Archives de catégorie : Michèle Delaunay

La vie rêvée de l’aide à domicile

On leur a dit que c’était le plein emploi.
On leur a dit qu’elles pourraient choisir leurs horaires.
On leur a dit qu’avec le diplôme elles auraient un salaire correct et une reconnaissance sociale.
Alors elles se sont engouffrées dans cette voie, les yeux fermés et le coeur vaillant.
Certaines sont retournées sur les bancs de l’école.
Elles ont passé le DEAVS (Diplôme d’État d’Auxiliaire de Vie Sociale).
D’autres ont été embauchées sans diplôme, sur la seule base de leur bonne volonté. Mais on leur a promis qu’on leur ferait faire une formation en cours d’emploi.
Elles ont découvert le monde merveilleux de l’aide à domicile.
Désenchantement.
Les situations racontées ici sont issues de divers forums de discussions consacrés aux auxiliaires de vie. Les noms et les détails des situations ont été changés pour préserver l’anonymat de celles qui témoignent.

Hier j’ai eu un accident de voiture. Je me retrouve sans véhicule et mon contrat se termine demain. Je devais être renouvelée, mais sans véhicule c’est impossible.

Le fils d’une personne chez qui je dois intervenir ce soir à 19h me reproche d’être en arrêt maladie. À l’entendre il ne peut pas compter sur moi et ne comprend pas pourquoi je suis en arrêt aujourd’hui alors que je n’avais pas l’air malade hier. Il m’a demandé d’en savoir plus sur mon arrêt.

J’ai refusé une intervention de 30mn tous les soirs à 40 km de chez moi et jai eu un avertissement.


Marre qu’ils me rajoutent des heures sur mes repos. Même pas un appel, juste un planning reçu sur mes mails en me rajoutant deux missions demain alors que je n’ai plus de voiture actuellement. Je pète les plombs.

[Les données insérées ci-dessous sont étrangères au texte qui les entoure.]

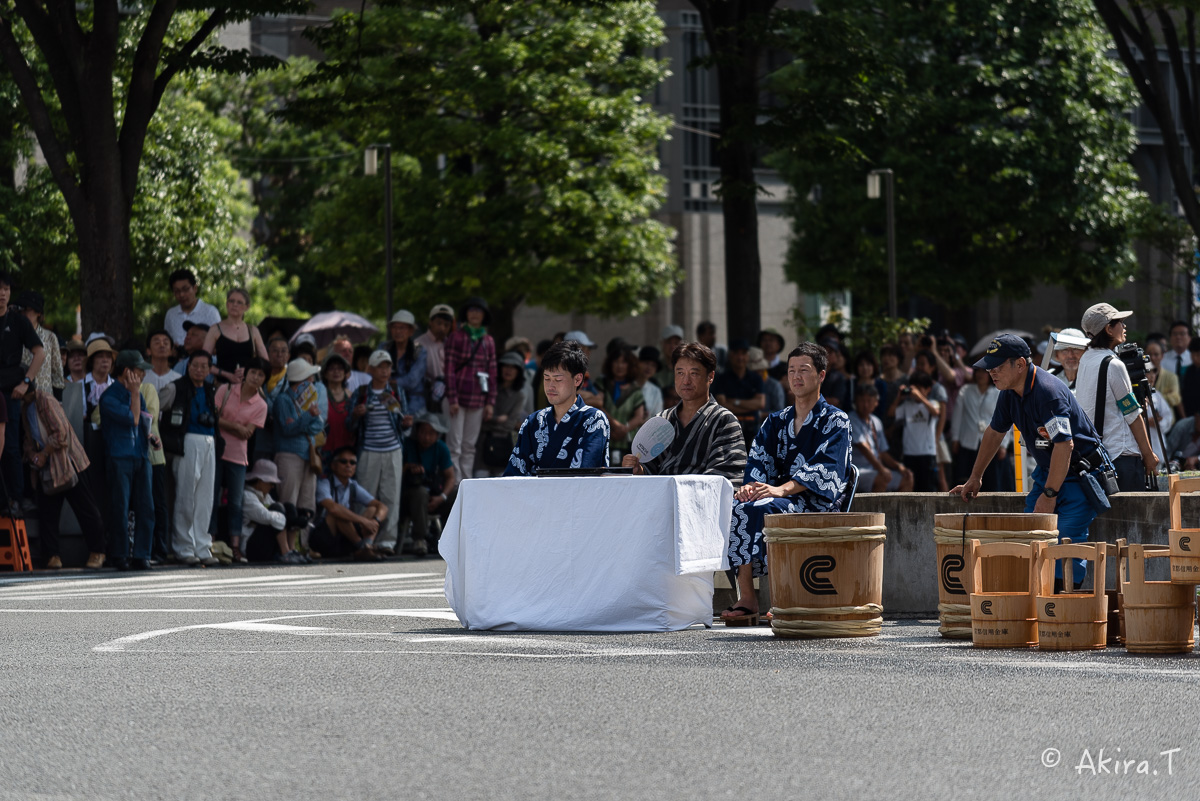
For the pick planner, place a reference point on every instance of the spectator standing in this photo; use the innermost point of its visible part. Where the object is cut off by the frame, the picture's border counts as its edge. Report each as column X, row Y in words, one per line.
column 877, row 469
column 408, row 360
column 76, row 355
column 49, row 378
column 623, row 401
column 339, row 427
column 189, row 432
column 241, row 411
column 499, row 433
column 739, row 390
column 1105, row 395
column 126, row 428
column 233, row 342
column 471, row 381
column 57, row 457
column 651, row 361
column 1179, row 357
column 969, row 421
column 433, row 341
column 430, row 486
column 381, row 417
column 189, row 308
column 16, row 336
column 299, row 415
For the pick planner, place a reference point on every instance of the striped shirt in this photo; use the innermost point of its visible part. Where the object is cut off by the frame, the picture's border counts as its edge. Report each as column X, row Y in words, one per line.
column 711, row 444
column 379, row 433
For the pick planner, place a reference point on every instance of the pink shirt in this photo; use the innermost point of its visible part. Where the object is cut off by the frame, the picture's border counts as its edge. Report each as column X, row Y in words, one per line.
column 231, row 408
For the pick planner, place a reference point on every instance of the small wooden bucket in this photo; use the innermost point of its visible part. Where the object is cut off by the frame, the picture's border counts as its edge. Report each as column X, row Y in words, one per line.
column 1074, row 621
column 826, row 573
column 1001, row 573
column 1003, row 619
column 1185, row 543
column 1159, row 615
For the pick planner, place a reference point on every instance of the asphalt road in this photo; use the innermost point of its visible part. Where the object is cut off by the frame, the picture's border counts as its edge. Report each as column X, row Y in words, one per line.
column 355, row 681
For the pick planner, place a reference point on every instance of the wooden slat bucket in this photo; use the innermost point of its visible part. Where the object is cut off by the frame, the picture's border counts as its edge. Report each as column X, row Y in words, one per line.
column 1185, row 543
column 1003, row 619
column 1159, row 615
column 1073, row 621
column 1001, row 574
column 826, row 573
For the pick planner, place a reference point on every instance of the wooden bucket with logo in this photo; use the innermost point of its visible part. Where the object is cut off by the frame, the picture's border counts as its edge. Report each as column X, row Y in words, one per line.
column 1185, row 543
column 1069, row 620
column 826, row 573
column 1005, row 619
column 1001, row 573
column 1159, row 615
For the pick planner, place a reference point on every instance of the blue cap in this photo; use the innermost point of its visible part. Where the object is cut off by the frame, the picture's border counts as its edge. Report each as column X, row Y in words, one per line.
column 1001, row 349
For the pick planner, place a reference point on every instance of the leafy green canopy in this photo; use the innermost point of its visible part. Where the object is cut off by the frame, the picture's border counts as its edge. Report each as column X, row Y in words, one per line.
column 523, row 154
column 1008, row 131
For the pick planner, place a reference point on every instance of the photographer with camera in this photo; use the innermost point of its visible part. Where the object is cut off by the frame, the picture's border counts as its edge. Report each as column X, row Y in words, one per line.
column 1105, row 392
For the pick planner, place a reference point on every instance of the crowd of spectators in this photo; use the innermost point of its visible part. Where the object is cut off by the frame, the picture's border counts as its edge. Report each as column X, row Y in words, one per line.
column 213, row 441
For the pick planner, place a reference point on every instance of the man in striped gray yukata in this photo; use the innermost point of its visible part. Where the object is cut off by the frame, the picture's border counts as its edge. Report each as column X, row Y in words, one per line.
column 708, row 437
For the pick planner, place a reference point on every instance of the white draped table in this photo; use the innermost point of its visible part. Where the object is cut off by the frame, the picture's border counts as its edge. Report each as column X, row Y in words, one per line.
column 604, row 553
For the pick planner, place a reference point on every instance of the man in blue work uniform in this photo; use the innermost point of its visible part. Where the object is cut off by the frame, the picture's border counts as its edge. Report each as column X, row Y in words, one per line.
column 1045, row 411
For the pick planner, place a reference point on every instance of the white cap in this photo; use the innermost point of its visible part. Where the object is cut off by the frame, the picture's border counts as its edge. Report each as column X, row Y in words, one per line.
column 580, row 337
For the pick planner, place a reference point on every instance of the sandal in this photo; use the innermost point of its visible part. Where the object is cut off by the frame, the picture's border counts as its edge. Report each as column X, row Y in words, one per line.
column 737, row 620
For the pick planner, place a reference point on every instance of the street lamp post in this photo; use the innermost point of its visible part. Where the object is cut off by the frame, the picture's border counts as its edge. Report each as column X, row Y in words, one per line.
column 873, row 191
column 370, row 167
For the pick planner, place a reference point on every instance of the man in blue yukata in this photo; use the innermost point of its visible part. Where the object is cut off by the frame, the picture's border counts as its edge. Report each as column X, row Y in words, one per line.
column 797, row 463
column 568, row 433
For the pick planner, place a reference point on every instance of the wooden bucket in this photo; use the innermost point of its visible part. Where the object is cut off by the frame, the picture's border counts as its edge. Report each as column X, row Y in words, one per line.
column 1159, row 615
column 826, row 573
column 1073, row 621
column 1185, row 543
column 1003, row 619
column 1001, row 573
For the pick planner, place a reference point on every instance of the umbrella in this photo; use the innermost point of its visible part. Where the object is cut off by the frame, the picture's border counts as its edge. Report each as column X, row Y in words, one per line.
column 983, row 343
column 285, row 326
column 328, row 326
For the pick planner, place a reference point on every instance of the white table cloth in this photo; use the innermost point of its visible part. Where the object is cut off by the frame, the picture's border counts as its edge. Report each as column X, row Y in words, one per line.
column 605, row 553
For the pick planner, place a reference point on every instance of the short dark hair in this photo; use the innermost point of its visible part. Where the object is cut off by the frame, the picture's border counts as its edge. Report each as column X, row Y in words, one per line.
column 181, row 275
column 697, row 353
column 814, row 351
column 567, row 355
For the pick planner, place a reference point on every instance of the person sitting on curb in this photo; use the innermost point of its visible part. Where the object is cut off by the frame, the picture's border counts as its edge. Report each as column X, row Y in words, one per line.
column 349, row 516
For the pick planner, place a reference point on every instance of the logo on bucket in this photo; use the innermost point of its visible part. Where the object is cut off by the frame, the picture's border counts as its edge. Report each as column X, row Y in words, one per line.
column 810, row 574
column 952, row 565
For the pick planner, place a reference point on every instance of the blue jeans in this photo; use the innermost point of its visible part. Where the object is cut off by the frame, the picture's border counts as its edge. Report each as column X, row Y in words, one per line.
column 233, row 477
column 131, row 487
column 1075, row 513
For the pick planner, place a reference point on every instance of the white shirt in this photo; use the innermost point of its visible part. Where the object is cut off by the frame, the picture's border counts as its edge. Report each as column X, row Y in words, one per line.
column 177, row 317
column 919, row 428
column 1120, row 404
column 971, row 415
column 1170, row 357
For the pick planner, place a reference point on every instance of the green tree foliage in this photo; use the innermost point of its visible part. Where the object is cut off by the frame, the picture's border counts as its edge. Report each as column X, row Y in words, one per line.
column 1007, row 127
column 525, row 155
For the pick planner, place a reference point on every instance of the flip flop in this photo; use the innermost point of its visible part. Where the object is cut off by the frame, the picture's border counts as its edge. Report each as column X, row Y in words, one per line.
column 747, row 619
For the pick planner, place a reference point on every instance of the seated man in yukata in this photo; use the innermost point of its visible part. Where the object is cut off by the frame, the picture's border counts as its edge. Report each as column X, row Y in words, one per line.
column 708, row 437
column 568, row 433
column 797, row 463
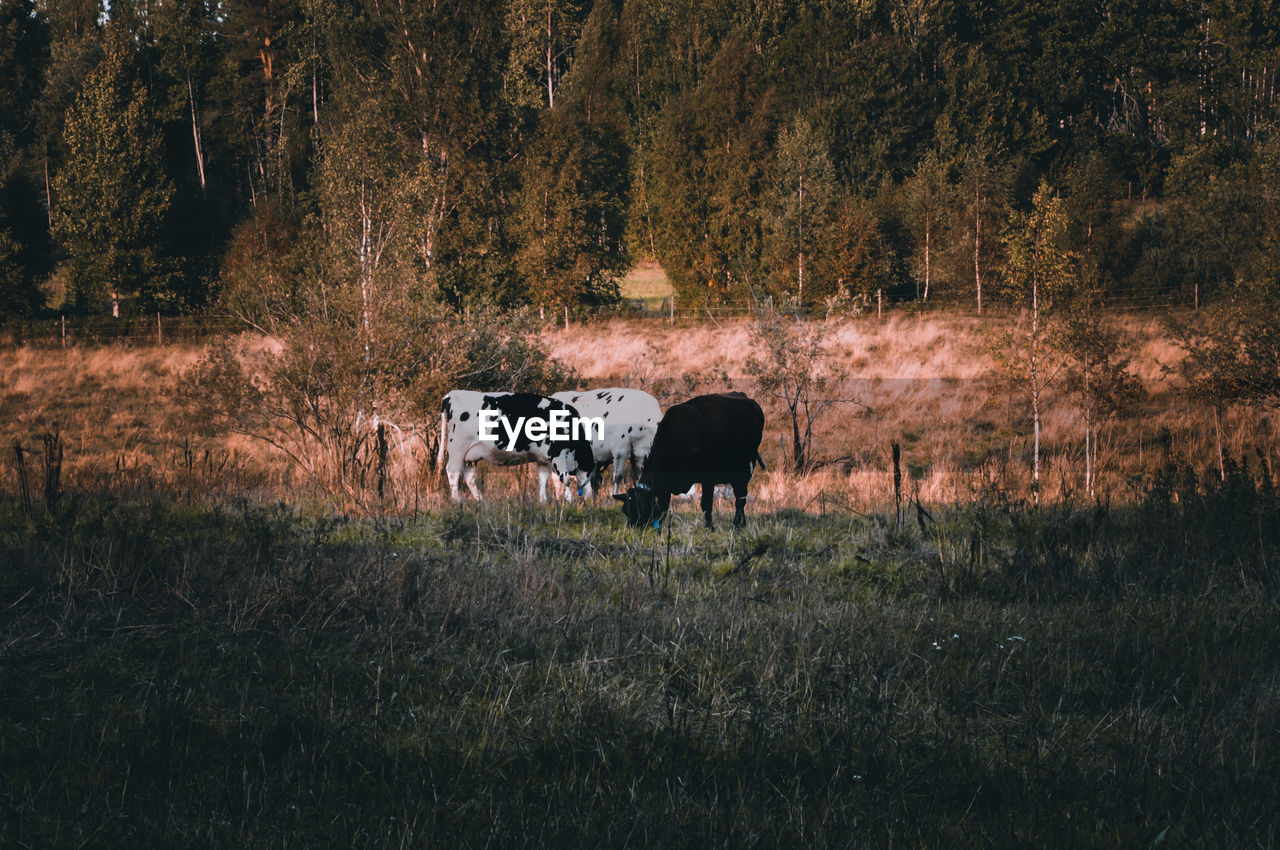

J’ai réussi l’écrit et l’oral pour le DEAVS et on me dit qu’on ne peut plus me financer la formation. C’était vraiment mon projet, je me sens mal.


Je suis aide à domicile. Mes employeurs me demandent de signer un autre contrat qui ferait passer les indemnités kilométriques de 0.45€ à 0.15€. Les autres filles ont signé mais j’hésite.


D’habitude je suis en repos le jeudi mais cette semaine on m’a envoyée en formation jeudi donc m’ont on  m’a mis en repos lundi dernier à la place. Je travaille ce week-end et mon prochain repos est jeudi prochain donc ça me fait neuf jours de travail à la suite.


Intervenir chez une personne dont les seules informations transmises sont l’adresse, la pathologie (hémiplégie) et, je cite, « est très exigeante ». Il s’avère que la personne est également aphasique. Je me suis sentie bien démunie face à cette dame que je suis censée aider et soulager alors que l’intervention n’a été que source de stress et de frustration pour toutes les deux.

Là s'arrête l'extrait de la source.